What can employers do?

It’s important that going into Open Enrollment, employers take steps to help their employees better understand their Benefits options so they can make more informed decisions. This can help employees better protect themselves and their families in the upcoming year. Employers can assist employees this open enrollment season by doing the following:

  • Use multiple communication channels.
  • Employ clear language that features personalized messaging. Don’t just throw bullet points at them and expect them to absorb everything. Demonstrate how the insurance products relate to their lifestyle, financial security, and overall wellness.
  • Highlight the services that come with coverage. Employees often genuinely want to know that they’re choosing the plan that will benefit them the most. Sometimes, even when they choose the right plan, they don’t know how to optimize it. Communicate how they’re actually being covered and educate them on how they can best optimize these benefits.
  • Help employees look into the future. Finances may be tough right now and there are certain Benefits that they don’t absolutely need in the moment. Employers can help clearly communicate that cutting back on Benefits can actually place them in more financial harm.
  • Use creative storytelling. A lot of Benefits details can go over the majority of peoples’ heads. Create clear examples of what these Benefits might actually look like in real world situations that are relatable and understandable.
  • Listen to your employees year round. If your employees have specific feedback, take the time to listen. Try and understand what their pain points are so you can support them and retain your best team members.

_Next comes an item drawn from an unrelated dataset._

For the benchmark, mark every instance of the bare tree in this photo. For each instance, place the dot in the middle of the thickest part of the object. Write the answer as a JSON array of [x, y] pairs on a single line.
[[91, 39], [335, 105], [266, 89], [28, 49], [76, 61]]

Why clear communication matters.

Employers have the opportunity to simplify and personalize their open enrollment this year. This will help employees determine how best to allocate their potentially limited resources strained by inflation.

Let’s take the Health FSA Limit Increase for 2023 as an example. On Oct. 18, 2022, the IRS announced various inflation-adjusted tax limits for 2023, including the limit on employees’ salary reduction contributions to health flexible spending accounts (FSAs) offered under cafeteria plans. Many employees may not fully understand what this will mean for them. Increasing the FSA limit by 7% is meant to alleviate some financial concerns. In short: this increase can be helpful to workers. But without clear communication, many employees may overlook the details of this Benefit entirely.

By communicating effectively and providing employees with Benefits information through multiple communication channels, employers can help them optimize their resources and make the best benefits selections for themselves and their families during this period of financial difficulty.